Note that, because we are comparing series against their long-run averages, it is possible for a “blue” series to have a higher inflation rate than a “red” series. For example, for June 2015, owners’ equivalent rent is red, with an inflation value of 2.95 percent; water, sewer, and trash is blue, and yet has a higher inflation value of 4.65 percent. The reason is that the June 2015 owners’ equivalent rent inflation is above its 10-year average of 2.16 percent; and the June 2015 water, sewer, and trash inflation is below its 10-year average of 5.11 percent.

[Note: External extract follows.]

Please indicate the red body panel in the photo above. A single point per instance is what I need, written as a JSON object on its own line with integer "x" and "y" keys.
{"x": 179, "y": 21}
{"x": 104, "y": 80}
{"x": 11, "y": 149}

Aside from monitoring contemporary inflation pressures, the heat map also offers an interesting look at historical episodes of inflation, both aggregate and component-specific. For example, consider the row labeled tobacco and smoking. It is tepid for the most part, save for a very dark red segment from March 2009 to March 2010. During that time, year-over-year inflation for this component averaged a dramatic 26.8 percent. We found that this is likely the result of state tax changes in response to the recession. Changes to taxes on tobacco enacted in 2008 and 2009 brought in more than $2.5 billion of additional revenue in 20 states—which was 80 percent of all increased excise tax revenue during that period. 2 Graphing the data for this component index (through the St. Louis Fed’s FRED® database, for instance) shows a persistent upward shift in the price level that matches what you’d expect to see from such an increase in tobacco taxes.
We have constructed an Excel file of this heat map that provides the figure as well as all of the underlying data, which can be found in FRED®. You can automatically update the figure with the latest data by using the FRED® Add-In for Microsoft® Excel®. This will allow FRED® users to stay up to date on CPI inflation components.